The Crimean situation seems to be in abeyance but the situation, like a tall sand-pile, seems particularly fragile. Putin and Obama both seem to be playing “pigeon chess”; they both knock over all the pieces, crap over the board and return to their camp claiming victory! We know very little of politics, but are aware that arrogance is often accompanied by some sort of secular top in asset markets.

However, the prices in asset markets rise and volatility falls in spite of geopolitical “wobbles”. In China the National People’s congress put out the word that they want to grow at 7.5% next year which basically means it intends to double every DECADE. It already consumes 50% of the world’s iron ore, milk, eggs, cement and steel amongst other commodities. This means in 10 years’ time they will consume over 100% of today’s production of these commodities. In 30 years 400% and in 50 years 1600%.  What could possibly go wrong with this growth model?! Time to get a little farm with a cow and some chickens.

One senses that China intends to move the money spigot away from infrastructure spend to consumer spending as reliance on the rest of the world to buy what they produce is proving a risky exercise. It will probably paper over the debt pile left over by the infrastructure building bubble which leads us on to the decades old question; will this result in inflation or will it, like we have seen in the last three decades, result in a muddle through economy which shows more predilection for deflation rather than inflation?

It seems too good to be true, whatever mis-steps sovereigns take, simply print the money to make the problem go away and move on. The periphery countries don’t seem to have this delightful ability as their currency rapidly depreciates and inflation seeps into the country immediately.

Our investing activity is basically that of a trapper, we lay down around 20 traps (options) where we think animals (assets) are likely to walk expecting to catch 2-3 animals a year which will provide a decent positive return even taking into account the fact that the traps are rusting away over time and will need to be replaced. Every now and again a bushfire (2008 GFC) occurs and ALL the animals run into ALL the traps. All our traps get sprung and we have a bumper year.

This kind of investing style turns out serendipitously to be just what most investors need in their portfolio. The GFC highlighted the fact that most uncorrelated “hedge” investments turned out to be the exact opposite. They went down in some cases MORE than the traditional investments! So investors went searching for what we call true diversifiers, investments which are truly uncorrelated with traditional investments when asset prices plunge. We, on the other hand, being driven largely by volatility, tend to snowball profits, not losses in a severe downturn. A super diversifier if you will.

Black Swans are inherently unknowable so it is unlikely we are going to pinpoint them in advance and discuss them earnestly. Volatility can be moribund for long periods and beating the drum about how valuable they are wears thin after a while. In fact, investors are most likely to faint on this strategy just before a period of high volatility and profitability. The different positions in the portfolio are selected because in some way, we believe they represent value relative to the price and their potential realisation requires a trapper’s patience. We lay the traps and wait for volatility.
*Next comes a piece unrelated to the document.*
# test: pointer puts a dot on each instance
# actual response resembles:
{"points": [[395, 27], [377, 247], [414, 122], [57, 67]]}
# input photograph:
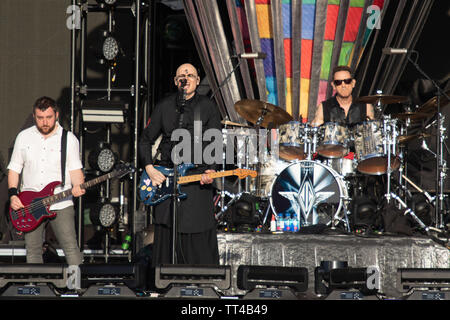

That in no way belittles the immense role we believe long volatility funds have to play in a traditional portfolio. There are precious few true diversifiers and even fewer which display convexity whilst over time producing a positive return on investment.

This is especially true now that bond rates are nearly at all-time lows. It is entirely conceivable that both bond prices and equity prices will move down together in the next serious downturn thus removing the bulwark portfolio hedge that the low traditional correlation between bonds and equities have provided. Portfolio losses in this scenario will be exacerbated and the need for diversifiers will be greater than before.